Heute hast du ein neues Leben: Du bist seit Sommer 2024 Synodalrat der Christkatholischen Kirche der Schweiz und dort unter anderem für die Kommunikation zuständig. Ein ziemlicher Bruch!
Naja, ich erlebe es nicht als Bruch. Es ist eine sinnvolle Aufgabe, die mir Freude macht. Ich bin an einem Punkt angelangt, wo ich es mir so einrichten möchte, wie es mir gefällt. Ich brauche keine Jobs mehr mit der Intensität einer Bundesanwaltschaft. Die Anfrage der Kirche kam aber auch für mich überraschend, denn ich bin zwar christkatholisch aufgewachsen, war aber gegenüber Religionen und Dogmen seit jeher kritisch eingestellt.
Du wolltest also als Kind nicht Pfarrer werden wie dein Vater?
Nein, überhaupt nicht. Ich nahm lieber Englisch statt Altgriechisch. Ich wäre auch nicht der richtige Typ dafür. Doch die Kirche als solche – ohne zur Ideologie verkommene Dogmen und ohne weltfremde Diskurse – kann wichtige Werte vermitteln.
Im Oktober erscheint deine Biografie «Ein Leben für Verantwortung und Selbstbestimmung» im Weber Verlag. Kannst du uns dazu noch etwas erzählen?
Das ist ein richtiges network-Werk, denn dahinter steckt PoKo-Leiter Dyami Häfliger, der Geschäftsleiter des Verlags.

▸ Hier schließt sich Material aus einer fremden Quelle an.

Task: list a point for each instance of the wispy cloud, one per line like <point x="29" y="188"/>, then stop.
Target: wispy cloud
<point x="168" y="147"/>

Beim Event der Young Professionals haben wir viel gesprochen, und er ist dann mit dieser Buchidee auf mich zugekommen.
Dann musst du unbedingt für network mal eine Lesung halten!
Das haben wir uns auch so vorgestellt. Konkret geplant ist aber noch nichts.
Lass uns mit einer ganz grossen Frage schliessen: Funktioniert die Gewaltenteilung in der Schweiz? Du hast politische Einflussnahme ja selbst erlebt. Sollten etwa Bundesrichter nicht durch das Volk gewählt werden?
Darüber könnten wir bei einem Bier sicher stundenlang diskutieren, das wäre spannend. Kurz gesagt: Ich finde, das heutige System ist nicht perfekt, aber auf Bundesebene immer noch das klügste und transparenteste. Entscheidend ist, dass wir unseren Institutionen vertrauen. Dieses Grundvertrauen ist für unsere Gesellschaft enorm wichtig. Wenn es einmal zerstört ist, lässt es sich nur ganz schwer wiederherstellen. Und genau deshalb war es so gefährlich, dass Politik und Presse in meinem Fall dieses Vertrauen untergraben haben.
Blieb dein eigenes Vertrauen unerschüttert?
Nein, aber es ist noch vorhanden. Das System funktioniert. Aber: Es ist vor allem auch eine Frage der Menschen im Amt und nicht des Systems an sich.